The Clarion-Ledger cited city documents last week indicating that Stokes attended only 27 of 55 full council meetings since last July. Stokes argues he should not have to attend every special meeting because he is often not present to schedule them.
Stokes also lashed out at the newspaper's story citing sources who had no knowledge of Stokes' presence at an American Association of State Highway Transportation Officials Subcommittee on Construction in Chicago last August, although Stokes' expenses for the conference cost taxpayers $2,745, according to The Clarion-Ledger.
Stokes told the Jackson Free Press that he was present at the events and revealed credentials that, he claims, prove his presence. On Tuesday, he presented nametags and brochures from the conference as proof that he was there.
Ward 7 Councilwoman Margaret Barrett-Simon voted against the order to sue The Clarion-Ledger, calling the prospect "a waste of taxpayer money."
In light of Stokes' travel expenses, Council President Frank Bluntson said he would enact a procedure of personally approving city expenditures for travel.
Drug House Demolitions
The council unanimously adopted a new city ordinance--pushed by Stokes--establishing new proceedings to demolish or seize abandoned buildings that the city purports to be locations for illicit drug activity and those considered to be public nuisances.
The ordinance passed Stokes' planning committee last month after the city's legal department tinkered with the law to bring it in line with state and federal laws. City legal insisted on adapting the proposed ordinance to avoid First Amendment violations similar to those the U.S. Department of Justice charged former Mayor Frank Melton with for his role in the 2006 demolition of a home on Ridgeway Street.

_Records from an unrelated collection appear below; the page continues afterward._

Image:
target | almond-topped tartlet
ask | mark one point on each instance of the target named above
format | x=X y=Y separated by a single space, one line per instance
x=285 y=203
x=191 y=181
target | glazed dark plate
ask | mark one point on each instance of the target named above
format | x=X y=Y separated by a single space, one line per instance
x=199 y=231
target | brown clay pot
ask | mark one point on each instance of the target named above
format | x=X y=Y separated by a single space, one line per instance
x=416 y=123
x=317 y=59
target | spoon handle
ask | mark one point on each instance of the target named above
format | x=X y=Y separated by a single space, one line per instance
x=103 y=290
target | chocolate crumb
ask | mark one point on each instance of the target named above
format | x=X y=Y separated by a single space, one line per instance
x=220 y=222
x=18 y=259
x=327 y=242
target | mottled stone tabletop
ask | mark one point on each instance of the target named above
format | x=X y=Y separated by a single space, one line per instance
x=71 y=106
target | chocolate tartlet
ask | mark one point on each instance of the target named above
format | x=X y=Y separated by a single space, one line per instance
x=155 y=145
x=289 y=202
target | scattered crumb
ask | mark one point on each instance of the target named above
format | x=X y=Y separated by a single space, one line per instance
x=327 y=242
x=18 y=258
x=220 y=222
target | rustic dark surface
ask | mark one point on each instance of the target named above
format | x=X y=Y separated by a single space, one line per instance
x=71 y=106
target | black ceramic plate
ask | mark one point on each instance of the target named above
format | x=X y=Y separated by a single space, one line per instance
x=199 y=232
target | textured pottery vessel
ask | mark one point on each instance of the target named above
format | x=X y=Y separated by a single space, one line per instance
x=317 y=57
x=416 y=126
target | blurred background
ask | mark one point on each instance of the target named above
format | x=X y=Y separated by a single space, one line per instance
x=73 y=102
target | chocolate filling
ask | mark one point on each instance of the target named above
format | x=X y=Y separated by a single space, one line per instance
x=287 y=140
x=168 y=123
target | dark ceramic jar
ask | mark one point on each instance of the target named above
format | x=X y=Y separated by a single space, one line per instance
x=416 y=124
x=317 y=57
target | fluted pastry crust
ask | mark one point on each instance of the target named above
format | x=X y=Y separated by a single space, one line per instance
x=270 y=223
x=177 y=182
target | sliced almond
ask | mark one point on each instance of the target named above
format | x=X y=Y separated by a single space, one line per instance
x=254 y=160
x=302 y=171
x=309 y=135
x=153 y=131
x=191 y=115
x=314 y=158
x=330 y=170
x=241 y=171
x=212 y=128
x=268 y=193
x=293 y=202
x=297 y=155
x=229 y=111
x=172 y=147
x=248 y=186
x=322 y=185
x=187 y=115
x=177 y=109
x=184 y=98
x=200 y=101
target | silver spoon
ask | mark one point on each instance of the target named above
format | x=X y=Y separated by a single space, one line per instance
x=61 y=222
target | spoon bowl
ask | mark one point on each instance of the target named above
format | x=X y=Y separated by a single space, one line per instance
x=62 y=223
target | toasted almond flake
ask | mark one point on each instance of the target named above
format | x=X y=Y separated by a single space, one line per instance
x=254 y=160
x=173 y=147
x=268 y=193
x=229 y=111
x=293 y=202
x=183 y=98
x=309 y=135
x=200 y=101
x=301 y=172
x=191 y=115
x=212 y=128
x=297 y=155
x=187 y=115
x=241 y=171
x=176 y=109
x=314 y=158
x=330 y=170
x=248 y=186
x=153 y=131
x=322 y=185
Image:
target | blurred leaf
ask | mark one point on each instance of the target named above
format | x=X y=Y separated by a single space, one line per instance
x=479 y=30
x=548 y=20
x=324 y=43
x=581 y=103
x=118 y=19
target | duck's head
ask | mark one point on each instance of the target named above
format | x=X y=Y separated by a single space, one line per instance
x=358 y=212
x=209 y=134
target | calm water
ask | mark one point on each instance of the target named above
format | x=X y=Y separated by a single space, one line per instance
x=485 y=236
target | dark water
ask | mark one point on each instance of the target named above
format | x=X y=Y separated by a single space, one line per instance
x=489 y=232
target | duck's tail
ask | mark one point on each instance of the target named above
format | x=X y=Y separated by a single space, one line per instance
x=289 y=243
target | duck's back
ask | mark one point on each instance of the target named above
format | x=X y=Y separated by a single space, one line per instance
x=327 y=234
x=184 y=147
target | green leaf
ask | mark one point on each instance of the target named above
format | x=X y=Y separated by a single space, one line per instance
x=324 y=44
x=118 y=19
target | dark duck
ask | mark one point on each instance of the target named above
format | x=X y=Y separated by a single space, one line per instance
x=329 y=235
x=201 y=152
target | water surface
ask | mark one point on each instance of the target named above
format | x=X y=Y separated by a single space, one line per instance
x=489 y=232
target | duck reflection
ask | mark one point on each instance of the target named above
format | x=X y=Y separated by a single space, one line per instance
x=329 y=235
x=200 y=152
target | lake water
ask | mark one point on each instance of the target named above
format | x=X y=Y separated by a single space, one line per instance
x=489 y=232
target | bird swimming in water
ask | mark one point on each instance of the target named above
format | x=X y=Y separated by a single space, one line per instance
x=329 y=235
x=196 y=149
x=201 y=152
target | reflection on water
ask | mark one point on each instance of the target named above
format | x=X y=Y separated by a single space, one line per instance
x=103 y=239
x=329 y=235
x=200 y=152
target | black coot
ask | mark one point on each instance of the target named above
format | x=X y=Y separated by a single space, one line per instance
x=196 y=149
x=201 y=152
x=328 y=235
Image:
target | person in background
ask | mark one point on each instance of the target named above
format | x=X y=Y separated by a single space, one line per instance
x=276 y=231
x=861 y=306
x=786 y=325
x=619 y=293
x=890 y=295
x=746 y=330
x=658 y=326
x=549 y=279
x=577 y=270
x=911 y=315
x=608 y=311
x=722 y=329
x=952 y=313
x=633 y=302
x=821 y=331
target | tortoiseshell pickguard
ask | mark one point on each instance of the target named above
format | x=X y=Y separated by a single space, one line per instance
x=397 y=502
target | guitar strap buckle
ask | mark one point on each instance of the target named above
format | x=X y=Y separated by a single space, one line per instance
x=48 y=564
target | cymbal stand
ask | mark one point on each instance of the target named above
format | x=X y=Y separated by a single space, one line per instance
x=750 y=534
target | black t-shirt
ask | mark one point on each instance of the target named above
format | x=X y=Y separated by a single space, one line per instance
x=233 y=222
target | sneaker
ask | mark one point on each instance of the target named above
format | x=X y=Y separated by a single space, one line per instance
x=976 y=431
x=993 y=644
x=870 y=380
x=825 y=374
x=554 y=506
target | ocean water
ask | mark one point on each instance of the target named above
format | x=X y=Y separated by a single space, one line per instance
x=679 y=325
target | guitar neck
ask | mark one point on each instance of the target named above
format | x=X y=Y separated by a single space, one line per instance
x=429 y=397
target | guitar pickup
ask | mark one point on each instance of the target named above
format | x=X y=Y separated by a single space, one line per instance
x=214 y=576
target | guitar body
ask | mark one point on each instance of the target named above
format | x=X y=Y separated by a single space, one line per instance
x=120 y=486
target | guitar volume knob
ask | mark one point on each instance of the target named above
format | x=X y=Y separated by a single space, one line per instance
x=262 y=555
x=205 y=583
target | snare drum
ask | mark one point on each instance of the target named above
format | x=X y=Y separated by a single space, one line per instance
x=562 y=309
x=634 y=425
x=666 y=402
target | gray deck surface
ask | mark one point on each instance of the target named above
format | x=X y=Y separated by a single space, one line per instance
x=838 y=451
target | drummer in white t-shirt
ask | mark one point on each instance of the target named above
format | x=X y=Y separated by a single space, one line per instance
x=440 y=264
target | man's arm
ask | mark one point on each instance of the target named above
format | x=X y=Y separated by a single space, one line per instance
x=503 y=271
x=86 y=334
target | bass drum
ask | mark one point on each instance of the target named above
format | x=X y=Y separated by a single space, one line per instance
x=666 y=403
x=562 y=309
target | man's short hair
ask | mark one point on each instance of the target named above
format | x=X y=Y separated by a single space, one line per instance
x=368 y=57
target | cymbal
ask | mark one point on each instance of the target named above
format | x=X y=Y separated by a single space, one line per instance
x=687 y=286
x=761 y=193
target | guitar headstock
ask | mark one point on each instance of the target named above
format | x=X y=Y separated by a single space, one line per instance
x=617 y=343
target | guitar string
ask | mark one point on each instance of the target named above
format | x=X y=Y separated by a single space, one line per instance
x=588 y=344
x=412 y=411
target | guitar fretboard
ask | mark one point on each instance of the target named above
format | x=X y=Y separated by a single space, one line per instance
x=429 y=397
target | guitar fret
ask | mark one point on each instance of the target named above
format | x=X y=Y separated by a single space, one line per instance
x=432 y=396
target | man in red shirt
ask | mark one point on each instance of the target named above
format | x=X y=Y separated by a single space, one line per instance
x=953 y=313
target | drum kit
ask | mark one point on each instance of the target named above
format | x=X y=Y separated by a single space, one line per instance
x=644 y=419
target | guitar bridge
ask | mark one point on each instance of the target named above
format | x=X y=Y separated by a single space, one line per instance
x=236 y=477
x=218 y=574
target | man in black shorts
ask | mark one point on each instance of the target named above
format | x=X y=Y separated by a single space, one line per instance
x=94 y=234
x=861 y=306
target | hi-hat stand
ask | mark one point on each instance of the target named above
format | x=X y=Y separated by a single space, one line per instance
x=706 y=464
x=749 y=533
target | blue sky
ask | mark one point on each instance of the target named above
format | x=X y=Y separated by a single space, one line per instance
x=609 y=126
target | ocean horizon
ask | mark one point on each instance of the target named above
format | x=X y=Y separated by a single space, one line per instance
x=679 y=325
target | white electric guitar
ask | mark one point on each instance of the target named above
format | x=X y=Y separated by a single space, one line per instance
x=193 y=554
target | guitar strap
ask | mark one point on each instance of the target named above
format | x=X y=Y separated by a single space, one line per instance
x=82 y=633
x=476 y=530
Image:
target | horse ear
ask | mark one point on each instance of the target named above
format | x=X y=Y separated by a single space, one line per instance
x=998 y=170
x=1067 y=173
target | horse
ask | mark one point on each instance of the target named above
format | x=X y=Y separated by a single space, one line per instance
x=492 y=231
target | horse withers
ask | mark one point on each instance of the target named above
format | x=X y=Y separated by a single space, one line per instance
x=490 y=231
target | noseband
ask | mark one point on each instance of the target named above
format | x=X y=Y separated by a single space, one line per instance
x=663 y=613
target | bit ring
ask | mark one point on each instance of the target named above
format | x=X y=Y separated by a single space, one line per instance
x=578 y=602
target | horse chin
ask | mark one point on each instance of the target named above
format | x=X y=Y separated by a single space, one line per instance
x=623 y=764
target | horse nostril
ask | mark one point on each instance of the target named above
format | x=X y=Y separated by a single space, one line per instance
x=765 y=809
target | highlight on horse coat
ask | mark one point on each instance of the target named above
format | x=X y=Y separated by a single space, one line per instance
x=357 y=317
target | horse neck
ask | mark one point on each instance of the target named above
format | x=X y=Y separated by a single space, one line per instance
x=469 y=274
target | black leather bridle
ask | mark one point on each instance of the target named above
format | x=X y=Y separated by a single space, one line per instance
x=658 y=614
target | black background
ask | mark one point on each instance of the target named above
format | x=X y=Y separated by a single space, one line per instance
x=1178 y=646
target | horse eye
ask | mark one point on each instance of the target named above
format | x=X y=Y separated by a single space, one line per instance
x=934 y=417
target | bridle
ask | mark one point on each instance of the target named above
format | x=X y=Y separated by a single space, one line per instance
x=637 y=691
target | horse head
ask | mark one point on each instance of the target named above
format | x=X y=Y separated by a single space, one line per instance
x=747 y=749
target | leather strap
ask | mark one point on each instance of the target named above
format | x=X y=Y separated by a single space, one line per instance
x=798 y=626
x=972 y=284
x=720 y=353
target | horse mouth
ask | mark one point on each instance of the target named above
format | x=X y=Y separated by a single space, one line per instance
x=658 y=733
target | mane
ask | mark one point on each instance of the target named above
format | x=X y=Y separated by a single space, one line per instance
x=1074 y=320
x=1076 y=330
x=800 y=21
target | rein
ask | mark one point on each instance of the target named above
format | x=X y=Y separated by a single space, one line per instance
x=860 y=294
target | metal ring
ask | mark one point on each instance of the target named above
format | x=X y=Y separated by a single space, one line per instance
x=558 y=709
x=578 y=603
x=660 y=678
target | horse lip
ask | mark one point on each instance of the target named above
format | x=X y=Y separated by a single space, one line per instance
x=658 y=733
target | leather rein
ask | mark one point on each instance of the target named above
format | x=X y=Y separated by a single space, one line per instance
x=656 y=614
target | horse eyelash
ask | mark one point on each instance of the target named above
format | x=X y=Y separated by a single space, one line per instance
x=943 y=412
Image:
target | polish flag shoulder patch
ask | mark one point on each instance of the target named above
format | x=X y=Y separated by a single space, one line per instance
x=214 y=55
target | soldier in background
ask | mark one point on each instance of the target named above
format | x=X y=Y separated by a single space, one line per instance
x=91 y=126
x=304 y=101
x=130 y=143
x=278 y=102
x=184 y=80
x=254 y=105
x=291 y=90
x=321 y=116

In August 2006, Melton, his two city-paid bodyguards and a host of young people not employed by the city destroyed a Ridgeway Street duplex Melton suspected as a drug house, although they discovered no drugs during the raid, triggering four years of litigation against the city and Melton. Mississippi unsuccessfully pursued charges against Melton, followed by federal civil-rights prosecution for Melton's violations against the owner and occupant of the home. Melton's bodyguards pled guilty to in the federal case, while prosecutors dropped charges against the mayor following his death last year. The city is currently in the middle of a civil suit with the owners of the Ridgeway Street home, which remains destroyed and uninhabited.
The ordinance will simplify the process by which the city can condemn and demolish "public nuisance" property and those suspected as sites for drug activity.
City Attorney Pieter Teeuwissen and assistant City Attorney Monica Joiner told the council Monday that the new ordinance will not violate the parameters of state and federal law, and ensures that the city will not incur any new violations.
"This ordinance sets forth procedures by which the city may file to get these abandoned drug houses demolished," Joiner told the council. Joiner explained that city authorities must file a petition with Hinds County Circuit Court, complete with evidence from law enforcement supporting the city's complaint that the property constitutes a public nuisance.
Determination of the home as a public nuisance or "drug house," ultimately remains within the discretion of the court.